The years passed. In 1952, her parents were released, as part of the country’s reconstruction. They immediately came to see their daughter. They didn’t recognize her: she was a woman now. She didn’t recognize them: they were shadows. She didn’t listen to their regrets; she ran away—from them, and from the convent.

  Marina wanted to go to Paris, a city that the nuns had spoken about as a place of wonders, and which had always appealed to her. When she arrived, she went to the offices of a Franco-German association she’d heard about. It was a small organization that attempted to create a link between the two countries, and to offer aid. Patrick, one of the volunteers, took the young woman under his wing. He found her a job, in the cloakroom of a large restaurant. Everything went well until the boss discovered that she was German; he called her a “dirty Kraut” and fired her on the spot. Patrick tried to get the boss to apologize for his actions, which made him furious: “What about my parents? Did they apologize for what they did to my parents?” This kind of attitude was common at the time. It was only seven years since the war had ended. Living in Paris, while constantly being associated with Germany’s past, was still very complicated. But Marina couldn’t imagine going back to her homeland. So Patrick made a suggestion: “You should marry a Frenchman, and your problems will be over. You speak French without an accent.
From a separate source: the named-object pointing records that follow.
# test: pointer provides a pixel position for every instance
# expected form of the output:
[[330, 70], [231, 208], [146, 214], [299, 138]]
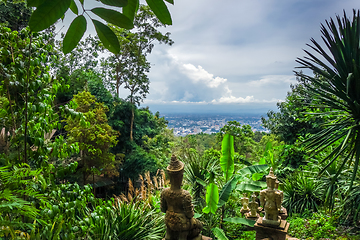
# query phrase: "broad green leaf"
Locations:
[[244, 221], [107, 37], [114, 17], [34, 3], [257, 176], [47, 14], [212, 198], [226, 190], [160, 10], [251, 187], [115, 3], [227, 157], [74, 34], [252, 169], [201, 182], [131, 9], [219, 233], [73, 7]]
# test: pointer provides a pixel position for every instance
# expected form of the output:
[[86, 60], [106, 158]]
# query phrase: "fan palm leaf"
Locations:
[[336, 86]]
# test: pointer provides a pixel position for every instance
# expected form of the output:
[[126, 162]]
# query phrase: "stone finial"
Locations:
[[175, 165]]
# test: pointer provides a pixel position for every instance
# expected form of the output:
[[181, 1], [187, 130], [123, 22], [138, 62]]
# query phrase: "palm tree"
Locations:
[[335, 89]]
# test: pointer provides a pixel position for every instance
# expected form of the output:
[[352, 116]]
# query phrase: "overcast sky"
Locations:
[[234, 55]]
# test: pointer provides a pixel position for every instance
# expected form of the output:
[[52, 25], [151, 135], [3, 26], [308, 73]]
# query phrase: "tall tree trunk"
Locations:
[[132, 122]]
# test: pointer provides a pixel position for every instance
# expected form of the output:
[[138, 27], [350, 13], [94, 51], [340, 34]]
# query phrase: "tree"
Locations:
[[15, 15], [49, 11], [95, 137], [27, 116], [337, 90], [130, 66], [243, 138]]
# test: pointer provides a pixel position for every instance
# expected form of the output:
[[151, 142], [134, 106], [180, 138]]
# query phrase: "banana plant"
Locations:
[[247, 178]]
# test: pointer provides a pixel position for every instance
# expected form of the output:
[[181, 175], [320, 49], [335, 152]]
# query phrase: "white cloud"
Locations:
[[273, 80], [199, 74]]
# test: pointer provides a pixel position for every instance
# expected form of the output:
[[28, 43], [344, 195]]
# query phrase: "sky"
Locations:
[[234, 56]]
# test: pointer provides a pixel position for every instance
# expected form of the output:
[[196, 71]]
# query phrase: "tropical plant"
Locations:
[[94, 135], [48, 12], [335, 89]]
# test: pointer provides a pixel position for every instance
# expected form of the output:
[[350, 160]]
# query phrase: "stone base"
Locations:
[[202, 238], [274, 233], [283, 214]]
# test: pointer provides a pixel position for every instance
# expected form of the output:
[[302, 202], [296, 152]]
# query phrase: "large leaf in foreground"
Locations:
[[226, 190], [244, 221], [219, 234], [115, 3], [212, 198], [227, 157], [114, 17], [107, 37], [160, 10], [131, 9], [74, 34], [47, 14]]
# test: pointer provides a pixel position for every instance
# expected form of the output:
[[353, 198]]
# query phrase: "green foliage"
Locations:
[[47, 12], [212, 198], [17, 197], [336, 90], [27, 94], [243, 139], [95, 136], [301, 192], [227, 156], [15, 15], [318, 226]]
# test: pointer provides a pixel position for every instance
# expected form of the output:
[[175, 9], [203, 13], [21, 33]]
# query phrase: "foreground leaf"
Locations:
[[107, 37], [160, 10], [212, 198], [219, 234], [226, 190], [47, 14], [115, 3], [244, 221], [74, 34], [131, 9], [227, 157], [114, 17]]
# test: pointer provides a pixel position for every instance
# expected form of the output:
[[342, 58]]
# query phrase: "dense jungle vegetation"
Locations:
[[78, 160]]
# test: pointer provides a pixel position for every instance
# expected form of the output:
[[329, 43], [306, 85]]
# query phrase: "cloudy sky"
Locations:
[[234, 56]]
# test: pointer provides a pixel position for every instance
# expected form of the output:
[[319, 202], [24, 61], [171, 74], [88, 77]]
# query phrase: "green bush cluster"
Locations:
[[319, 226]]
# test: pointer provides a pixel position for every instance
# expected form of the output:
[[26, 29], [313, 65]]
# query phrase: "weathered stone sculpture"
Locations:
[[245, 202], [254, 206], [282, 212], [176, 203], [271, 200], [271, 226]]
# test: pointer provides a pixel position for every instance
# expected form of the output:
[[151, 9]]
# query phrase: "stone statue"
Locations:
[[176, 203], [245, 203], [253, 207], [271, 200], [281, 194]]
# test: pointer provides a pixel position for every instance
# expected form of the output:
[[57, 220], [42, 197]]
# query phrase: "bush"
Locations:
[[318, 226]]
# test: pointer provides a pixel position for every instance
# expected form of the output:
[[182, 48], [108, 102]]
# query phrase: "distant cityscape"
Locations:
[[185, 124]]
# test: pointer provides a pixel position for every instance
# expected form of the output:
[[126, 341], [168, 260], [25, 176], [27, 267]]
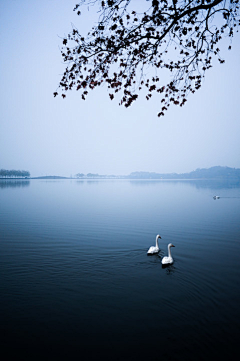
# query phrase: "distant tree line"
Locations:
[[14, 173]]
With the right papers, nobody would ever know you were foreign.” Marina agreed that this was a good idea, but she didn’t see whom she could marry; there was no man in her life; in fact, there had never been a man in her life.

  Patrick couldn’t volunteer because he was engaged to Mireille, a tall redhead who would die eight years later in a car accident. But he thought of Jean-Pierre. Jean-Pierre Gourvec. A Breton man he’d known when they were doing military service together. A slightly odd guy, very introverted, chronically single, an unusual man who spent his life in books—he seemed exactly the kind of person who might agree to such a proposition. He sent him a letter explaining the situation, and Gourvec took no more than ten seconds to agree. As his friend had anticipated, the temptation was just too big: marrying an unknown German woman was such a novelistic thing to do.

  The agreement was sealed. Marina would go to Crozon, they would marry, stay together for a short while, and then she would leave whenever she wanted to. They would tell anyone who asked that they had met through a lonely hearts ad; they’d fallen in love through writing to each other. To start with, Marina was worried. It seemed too good to be true; what did this man want in return? To sleep with her? To make her his maid? She was apprehensive as she travelled to the west of France. Gourvec welcomed her quite casually, and she realized immediately that her fears were unfounded. She found him charming and shy. As for him, he thought she was incredibly beautiful. He hadn’t even wondered about her appearance; he’d agreed to marry a stranger without asking for a physical description. After all, it wasn’t real; it was a marriage in name only. But he was overwhelmed by her beauty.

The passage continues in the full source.